Mulher sorridente segurando produto de cuidados pessoais em loja com prateleiras cheias de frascos coloridos.

Uma nova leitura do mercado de skincare está chamando atenção: uma marca mais barata, típica de drogaria, passou na frente de um ícone tradicional. O detalhe não é só preço - o que mudou foi a percepção de quem compra e usa no dia a dia.

Por décadas, a Nivea foi presença garantida em banheiros alemães, quase sinônimo de cuidado com a pele, confiança e consistência. Só que, no julgamento direto de consumidoras e consumidores, a marca perdeu o topo. Uma marca própria de drogaria, a Balea (da rede dm), aparece agora com índices mais altos de satisfação em um ranking respeitado - e isso mexe com o equilíbrio de forças na prateleira.

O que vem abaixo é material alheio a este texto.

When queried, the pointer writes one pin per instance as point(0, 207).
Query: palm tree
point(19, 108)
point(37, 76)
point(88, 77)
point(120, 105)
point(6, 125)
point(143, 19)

Balea ultrapassa a Nivea na satisfação do cliente

A base dessa virada é o YouGov BrandIndex, um monitoramento contínuo de marcas com amostras amplas. Nele, a Balea já aparece claramente à frente da Nivea no critério satisfação do cliente. A avaliação líquida da Balea chega a 65,3 pontos, enquanto a Nivea fica em 61,8 pontos.

Do antigo favorito Nivea, no tema satisfação, virou perseguidor - e a Balea assume a liderança.

O que deixa os números ainda mais chamativos é a comparação com o passado: em 2021, o cenário era o oposto. Na mesma avaliação, a Nivea estava 1,6 ponto acima da Balea. Em poucos anos, a relação se inverteu por completo.

Para muita gente que acompanha o setor, isso revela um movimento que vai além desse caso específico: marcas próprias (as “marcas da casa” de grandes redes) avançam cada vez mais em territórios antes dominados por nomes clássicos. O que antes era visto só como alternativa barata, hoje frequentemente vira a primeira escolha.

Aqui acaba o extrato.